CPAs can help businesses investigate criminal activities that have occurred or are suspected, like embezzlement of funds, fraud, or other misuses of company funds.

Budgeting and Forecasting

Small businesses can use CPAs to help them prepare financial plans, budgets, and forecasts of operating results and cash flows. These can be prepared for internal purposes, to manage operations or as the basis for accounting models, or for external purposes, for lenders, business partners, owners and shareholders, and investors.

Tax Research and Planning

CPAs can help business owners evaluate the potential tax effects of business decisions by applying their knowledge of the tax code to different scenarios (including how to maximize deductions or take advantage of tax credits to reduce taxes due).

Audit Services

CPA firms can audit a company's financial statements, which may be required by lenders, government grants, or shareholders. Audited financial statements provide assurance that the financial statements are fairly stated and comply with GAAP. CPAs may also provide audits of a company's internal control over financial reporting.

What is proper tax planning?

So, proper tax planning aims at conforming to the provisions of the tax law , in such a way that incidence of litigation is minimized. Productive Investment: One of the major objectives of tax planning is the channelisation of taxable income to different investment plans. It aims at the optimum utilization of resources for productive causes ...

How does tax planning help economic stability?

Economic Stability: Proper tax planning brings economic stability by various techniques such as mobilizing resources for national projects or availing ways for investments which are productive in nature. Tax Planning follows an honest approach, to achieve maximum benefits of tax laws, by applying the script and moral of law.

What are the different types of tax planning?

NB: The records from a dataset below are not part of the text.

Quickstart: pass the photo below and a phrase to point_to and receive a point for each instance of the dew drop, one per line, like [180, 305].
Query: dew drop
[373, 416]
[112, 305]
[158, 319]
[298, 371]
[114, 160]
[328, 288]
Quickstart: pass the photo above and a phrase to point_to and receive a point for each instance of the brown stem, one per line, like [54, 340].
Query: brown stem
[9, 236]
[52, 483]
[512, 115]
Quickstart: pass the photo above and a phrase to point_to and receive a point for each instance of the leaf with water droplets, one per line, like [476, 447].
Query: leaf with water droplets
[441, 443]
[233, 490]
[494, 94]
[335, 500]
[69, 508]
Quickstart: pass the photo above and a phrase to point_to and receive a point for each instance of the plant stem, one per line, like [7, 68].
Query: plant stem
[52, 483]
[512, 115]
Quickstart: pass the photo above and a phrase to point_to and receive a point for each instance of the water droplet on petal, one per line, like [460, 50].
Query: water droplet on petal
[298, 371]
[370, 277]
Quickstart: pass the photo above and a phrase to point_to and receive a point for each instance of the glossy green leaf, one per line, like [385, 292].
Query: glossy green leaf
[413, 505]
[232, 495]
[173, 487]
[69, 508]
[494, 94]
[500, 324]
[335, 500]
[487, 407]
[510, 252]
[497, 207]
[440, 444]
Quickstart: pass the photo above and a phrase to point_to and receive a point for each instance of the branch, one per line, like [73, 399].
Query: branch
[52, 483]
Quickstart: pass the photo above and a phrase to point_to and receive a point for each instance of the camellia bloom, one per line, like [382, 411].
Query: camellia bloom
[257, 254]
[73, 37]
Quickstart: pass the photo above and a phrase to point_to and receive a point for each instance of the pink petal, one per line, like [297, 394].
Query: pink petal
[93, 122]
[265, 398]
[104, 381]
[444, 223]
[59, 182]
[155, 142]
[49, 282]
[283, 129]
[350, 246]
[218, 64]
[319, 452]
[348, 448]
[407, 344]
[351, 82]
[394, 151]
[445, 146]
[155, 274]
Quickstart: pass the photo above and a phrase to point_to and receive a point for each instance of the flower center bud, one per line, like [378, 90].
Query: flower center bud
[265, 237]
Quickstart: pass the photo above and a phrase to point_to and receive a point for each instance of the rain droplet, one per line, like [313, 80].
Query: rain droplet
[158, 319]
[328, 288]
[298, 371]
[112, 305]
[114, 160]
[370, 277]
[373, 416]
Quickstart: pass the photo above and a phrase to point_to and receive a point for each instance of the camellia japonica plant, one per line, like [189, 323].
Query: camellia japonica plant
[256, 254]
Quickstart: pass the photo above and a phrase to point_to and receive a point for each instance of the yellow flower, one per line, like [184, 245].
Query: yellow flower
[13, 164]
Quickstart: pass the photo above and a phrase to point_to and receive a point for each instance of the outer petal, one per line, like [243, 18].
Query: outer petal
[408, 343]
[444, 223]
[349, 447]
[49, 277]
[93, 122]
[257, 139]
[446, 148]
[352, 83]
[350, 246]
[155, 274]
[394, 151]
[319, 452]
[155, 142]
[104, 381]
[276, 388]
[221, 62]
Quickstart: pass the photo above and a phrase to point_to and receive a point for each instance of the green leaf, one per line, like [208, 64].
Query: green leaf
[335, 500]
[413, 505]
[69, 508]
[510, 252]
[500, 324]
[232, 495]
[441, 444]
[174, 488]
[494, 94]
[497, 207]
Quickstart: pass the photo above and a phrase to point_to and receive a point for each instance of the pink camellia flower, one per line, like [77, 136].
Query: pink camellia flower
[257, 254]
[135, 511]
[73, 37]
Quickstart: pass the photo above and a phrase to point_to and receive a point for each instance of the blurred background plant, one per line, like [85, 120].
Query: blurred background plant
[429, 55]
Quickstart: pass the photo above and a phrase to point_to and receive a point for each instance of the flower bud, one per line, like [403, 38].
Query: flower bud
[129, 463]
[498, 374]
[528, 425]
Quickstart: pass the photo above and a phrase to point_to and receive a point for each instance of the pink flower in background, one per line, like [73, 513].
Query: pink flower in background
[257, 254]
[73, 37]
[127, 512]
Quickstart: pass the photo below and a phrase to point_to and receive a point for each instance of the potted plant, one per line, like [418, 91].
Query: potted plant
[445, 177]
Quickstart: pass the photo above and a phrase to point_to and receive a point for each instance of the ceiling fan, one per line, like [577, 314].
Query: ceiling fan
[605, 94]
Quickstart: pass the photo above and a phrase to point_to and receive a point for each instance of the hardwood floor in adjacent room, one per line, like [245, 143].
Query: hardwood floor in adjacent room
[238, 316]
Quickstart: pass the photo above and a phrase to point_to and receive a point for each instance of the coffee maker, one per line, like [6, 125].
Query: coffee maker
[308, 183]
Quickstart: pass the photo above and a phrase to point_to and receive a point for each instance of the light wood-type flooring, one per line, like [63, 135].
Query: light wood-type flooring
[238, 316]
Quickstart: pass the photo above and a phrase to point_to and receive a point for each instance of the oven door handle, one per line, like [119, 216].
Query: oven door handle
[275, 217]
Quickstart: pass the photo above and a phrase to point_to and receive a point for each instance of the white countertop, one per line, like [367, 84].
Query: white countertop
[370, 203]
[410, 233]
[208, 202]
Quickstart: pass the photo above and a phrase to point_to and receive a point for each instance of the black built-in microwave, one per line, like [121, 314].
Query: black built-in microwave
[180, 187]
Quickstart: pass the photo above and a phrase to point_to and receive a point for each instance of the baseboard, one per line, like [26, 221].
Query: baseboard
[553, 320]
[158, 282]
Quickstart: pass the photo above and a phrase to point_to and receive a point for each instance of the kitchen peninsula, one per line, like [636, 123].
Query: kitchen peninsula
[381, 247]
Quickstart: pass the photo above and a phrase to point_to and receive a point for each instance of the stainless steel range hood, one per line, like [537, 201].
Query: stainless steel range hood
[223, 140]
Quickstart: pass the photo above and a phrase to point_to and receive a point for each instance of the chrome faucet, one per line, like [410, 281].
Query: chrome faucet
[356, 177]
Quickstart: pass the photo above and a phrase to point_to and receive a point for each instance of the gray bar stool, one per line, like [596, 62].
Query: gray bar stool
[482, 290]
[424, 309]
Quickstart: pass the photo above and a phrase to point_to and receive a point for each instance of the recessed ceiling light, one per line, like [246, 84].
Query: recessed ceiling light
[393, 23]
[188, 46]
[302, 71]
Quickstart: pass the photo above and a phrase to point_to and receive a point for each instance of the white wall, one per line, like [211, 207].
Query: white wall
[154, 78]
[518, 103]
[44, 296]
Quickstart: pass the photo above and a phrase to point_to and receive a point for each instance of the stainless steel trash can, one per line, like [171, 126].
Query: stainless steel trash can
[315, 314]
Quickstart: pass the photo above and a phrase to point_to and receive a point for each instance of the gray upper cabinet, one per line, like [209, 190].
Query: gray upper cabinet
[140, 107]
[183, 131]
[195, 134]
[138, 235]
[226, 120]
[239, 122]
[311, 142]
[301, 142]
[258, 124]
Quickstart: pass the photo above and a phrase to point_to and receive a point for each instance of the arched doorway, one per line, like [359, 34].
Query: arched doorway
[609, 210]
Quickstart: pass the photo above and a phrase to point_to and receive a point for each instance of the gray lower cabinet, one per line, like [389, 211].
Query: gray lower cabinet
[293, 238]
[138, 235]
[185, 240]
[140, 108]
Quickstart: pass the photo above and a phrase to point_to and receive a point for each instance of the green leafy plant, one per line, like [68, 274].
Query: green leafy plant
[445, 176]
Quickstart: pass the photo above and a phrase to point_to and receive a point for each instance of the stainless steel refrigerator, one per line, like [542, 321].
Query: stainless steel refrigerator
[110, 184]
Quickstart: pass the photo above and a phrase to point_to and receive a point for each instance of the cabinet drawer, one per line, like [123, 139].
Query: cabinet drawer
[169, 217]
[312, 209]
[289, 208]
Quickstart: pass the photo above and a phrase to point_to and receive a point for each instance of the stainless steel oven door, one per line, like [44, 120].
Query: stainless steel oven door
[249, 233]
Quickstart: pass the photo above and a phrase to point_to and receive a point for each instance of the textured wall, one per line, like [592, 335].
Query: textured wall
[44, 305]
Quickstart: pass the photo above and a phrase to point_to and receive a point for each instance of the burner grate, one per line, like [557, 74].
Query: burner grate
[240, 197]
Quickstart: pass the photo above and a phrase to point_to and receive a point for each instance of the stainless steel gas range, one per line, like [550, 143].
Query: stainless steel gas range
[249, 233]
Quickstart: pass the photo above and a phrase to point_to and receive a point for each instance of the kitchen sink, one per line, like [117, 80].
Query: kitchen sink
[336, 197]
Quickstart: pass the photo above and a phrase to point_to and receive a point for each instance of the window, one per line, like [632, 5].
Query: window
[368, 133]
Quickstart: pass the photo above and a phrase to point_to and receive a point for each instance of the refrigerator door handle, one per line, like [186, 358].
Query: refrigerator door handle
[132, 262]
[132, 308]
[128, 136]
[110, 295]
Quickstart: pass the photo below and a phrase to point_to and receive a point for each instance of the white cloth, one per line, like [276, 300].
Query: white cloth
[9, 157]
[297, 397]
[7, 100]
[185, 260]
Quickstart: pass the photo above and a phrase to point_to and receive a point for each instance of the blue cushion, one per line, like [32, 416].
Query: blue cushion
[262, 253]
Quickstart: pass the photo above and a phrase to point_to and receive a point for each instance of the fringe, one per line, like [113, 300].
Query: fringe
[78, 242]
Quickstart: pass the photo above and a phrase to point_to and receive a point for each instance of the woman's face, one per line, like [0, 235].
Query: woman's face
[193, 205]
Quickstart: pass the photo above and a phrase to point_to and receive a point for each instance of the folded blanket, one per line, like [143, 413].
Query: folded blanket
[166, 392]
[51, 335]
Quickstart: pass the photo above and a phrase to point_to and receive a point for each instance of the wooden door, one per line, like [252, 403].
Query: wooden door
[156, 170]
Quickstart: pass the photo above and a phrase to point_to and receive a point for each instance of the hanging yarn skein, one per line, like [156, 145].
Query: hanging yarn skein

Types of Tax Planning 1 Short-range and long-range Tax Planning: The tax planning which is made every year to arrive at specific or limited objectives, is called short-range tax planning. Conversely, long-range tax planning alludes to such practices undertaken by the assessee which are not paid off immediately. 2 Permissive Tax Planning: Tax planning, wherein the planning is made as per expressed provision of the taxation laws is termed as permissive tax planning. 3 Purposive Tax Planning: Purposive tax planning refers to the tax planning method which misleads the law. Under this type, there is no expressed provision of the statute.

What are the objectives of tax planning?

Objectives of Tax Planning. Reduction of Tax Liability: An assessee can save the maximum amount of tax, by properly arranging his/her operations as per the requirements of the law, within the framework of the statute. Minimization of Litigation: There is a war-like situation between the taxpayers and tax collectors as the former wants ...

What is an assessee's arrangement?

Put simply, it is an arrangement of an assessee’s business or financial dealings, in such a way that complete tax benefit can be availed by legitimate means, i.e. making use of all beneficial provisions and relaxations provided in the tax law, so that the incidence of the tax is minimum.

What is healthy growth of the economy?

Healthy Growth of Economy: The growth and development of the economy greatly depend on the growth of its citizens. Tax planning measures involve generating white money that flows freely and results in the sound progress of the economy.